Nun zu Ihren konkreten Fragen:

Die umstrittene (und inzwischen abgesagte) Veranstaltung im Rahmen des „Christival“, eine kirchliche Großveranstaltung für Jugendliche, unterstellt, dass Homosexualität abwegig, krankhaft und heilbar sei. Das teile ich ausdrücklich nicht. Und deshalb finde ich auch: Das kritisierte Seminar kollidiert mit Artikel 1 Grundgesetz: „Die Würde des Menschen ist unantastbar“, aller Menschen!

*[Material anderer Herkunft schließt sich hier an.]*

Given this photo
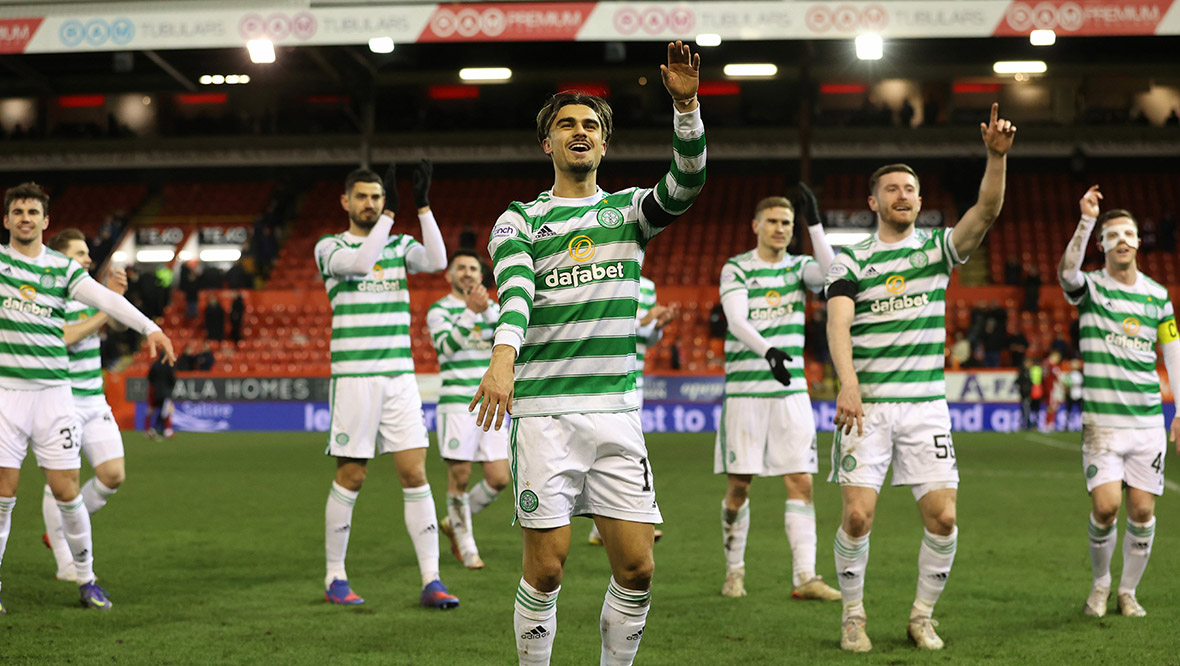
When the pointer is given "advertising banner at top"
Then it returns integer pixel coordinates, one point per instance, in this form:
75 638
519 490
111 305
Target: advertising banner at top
131 30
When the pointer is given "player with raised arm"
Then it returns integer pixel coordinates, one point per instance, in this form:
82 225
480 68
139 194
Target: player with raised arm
461 326
375 405
563 364
650 318
886 330
102 442
767 425
37 407
1123 315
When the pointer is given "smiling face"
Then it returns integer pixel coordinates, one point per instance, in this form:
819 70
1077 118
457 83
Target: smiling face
1119 237
79 252
465 274
774 227
364 203
575 139
896 198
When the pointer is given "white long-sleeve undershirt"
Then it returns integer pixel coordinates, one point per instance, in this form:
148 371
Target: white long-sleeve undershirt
93 294
1070 273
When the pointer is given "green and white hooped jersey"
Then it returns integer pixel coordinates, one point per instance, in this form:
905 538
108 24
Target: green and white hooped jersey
463 340
899 326
85 358
777 296
568 272
1119 327
33 295
369 313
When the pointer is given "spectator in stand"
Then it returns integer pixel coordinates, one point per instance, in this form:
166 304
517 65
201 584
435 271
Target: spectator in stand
1073 380
1148 235
1014 274
1031 289
190 286
215 319
161 382
1168 232
1036 394
961 351
236 314
1024 385
237 278
187 360
1017 347
1054 390
205 359
467 239
994 340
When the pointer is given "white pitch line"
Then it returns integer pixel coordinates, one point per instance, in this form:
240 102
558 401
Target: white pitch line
1050 442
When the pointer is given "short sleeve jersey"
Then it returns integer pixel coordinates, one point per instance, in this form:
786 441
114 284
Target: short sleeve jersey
85 354
464 351
899 326
33 296
1119 327
369 313
777 298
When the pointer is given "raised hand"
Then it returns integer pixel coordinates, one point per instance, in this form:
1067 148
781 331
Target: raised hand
807 207
997 134
477 299
158 338
421 181
1089 203
117 281
779 360
682 73
392 202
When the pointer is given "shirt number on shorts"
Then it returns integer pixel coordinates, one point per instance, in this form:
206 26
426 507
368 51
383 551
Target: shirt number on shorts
943 446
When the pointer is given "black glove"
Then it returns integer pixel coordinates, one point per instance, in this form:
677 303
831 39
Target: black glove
807 207
421 181
779 360
391 188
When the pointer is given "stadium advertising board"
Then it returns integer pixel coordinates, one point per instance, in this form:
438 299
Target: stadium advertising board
192 416
152 27
979 402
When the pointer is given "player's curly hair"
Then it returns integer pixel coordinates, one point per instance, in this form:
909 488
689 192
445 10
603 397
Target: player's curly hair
568 97
891 169
60 241
26 190
1114 214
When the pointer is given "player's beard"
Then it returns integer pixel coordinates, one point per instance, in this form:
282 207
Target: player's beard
360 221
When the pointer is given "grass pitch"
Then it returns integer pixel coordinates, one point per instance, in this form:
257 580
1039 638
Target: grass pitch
212 553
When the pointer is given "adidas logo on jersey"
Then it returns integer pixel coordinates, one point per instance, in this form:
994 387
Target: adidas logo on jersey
762 313
535 633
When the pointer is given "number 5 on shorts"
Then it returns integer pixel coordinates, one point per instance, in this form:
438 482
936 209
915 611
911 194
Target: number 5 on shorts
944 448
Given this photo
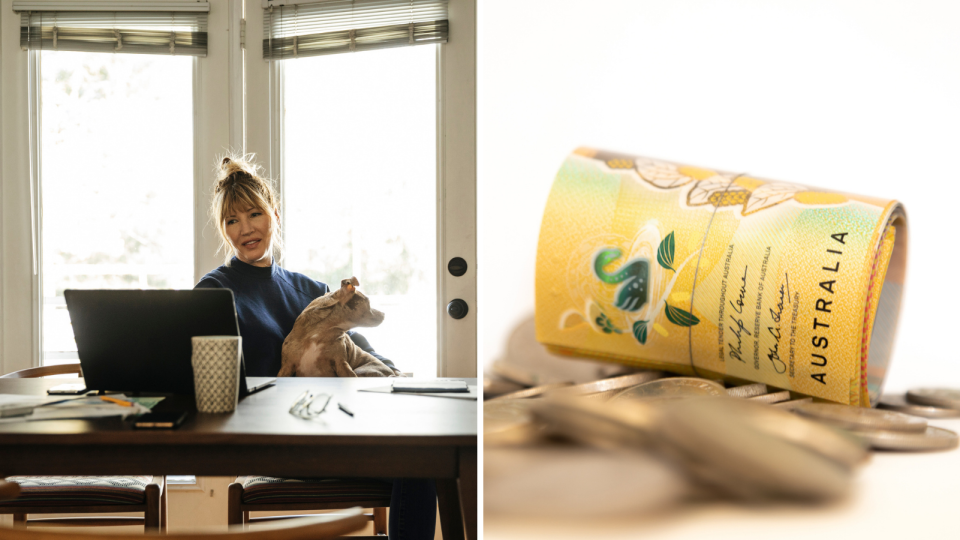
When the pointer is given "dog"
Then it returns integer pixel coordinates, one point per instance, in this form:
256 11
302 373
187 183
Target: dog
318 345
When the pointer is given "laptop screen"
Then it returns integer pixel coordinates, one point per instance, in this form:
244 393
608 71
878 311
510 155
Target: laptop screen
139 341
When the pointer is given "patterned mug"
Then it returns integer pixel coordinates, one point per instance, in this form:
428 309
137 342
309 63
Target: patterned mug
216 372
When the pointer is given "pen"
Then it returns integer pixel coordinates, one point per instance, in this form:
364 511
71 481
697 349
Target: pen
305 395
117 401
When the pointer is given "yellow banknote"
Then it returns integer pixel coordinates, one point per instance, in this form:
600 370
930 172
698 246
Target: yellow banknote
719 274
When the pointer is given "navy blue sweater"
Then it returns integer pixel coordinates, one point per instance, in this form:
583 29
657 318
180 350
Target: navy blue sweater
269 300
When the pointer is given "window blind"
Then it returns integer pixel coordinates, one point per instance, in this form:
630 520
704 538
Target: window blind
171 28
338 26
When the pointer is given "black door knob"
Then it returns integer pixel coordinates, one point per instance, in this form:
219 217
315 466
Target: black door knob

Gleichwohl kann und will ich nicht verbieten, dass der eine oder die andere derartige unheilsamen Auffassungen, wie oben beschrieben, teilt. Die Gedanken sind frei. Aber sie sollten dann nicht noch durch staatliche Zuschüsse und durch eine Schirmherrschaft der Regierung befördert werden.

Zumal: Schon einmal wurden Homosexuelle in Deutschland als abartig diffamiert und „therapiert“. Sie wurden in KZ der Nazis systematisch ermordet. Das unterstelle ich den Organisatoren des „Christival“ ausdrücklich nicht. Aber man sollte das nicht nur im Hinterkopf haben.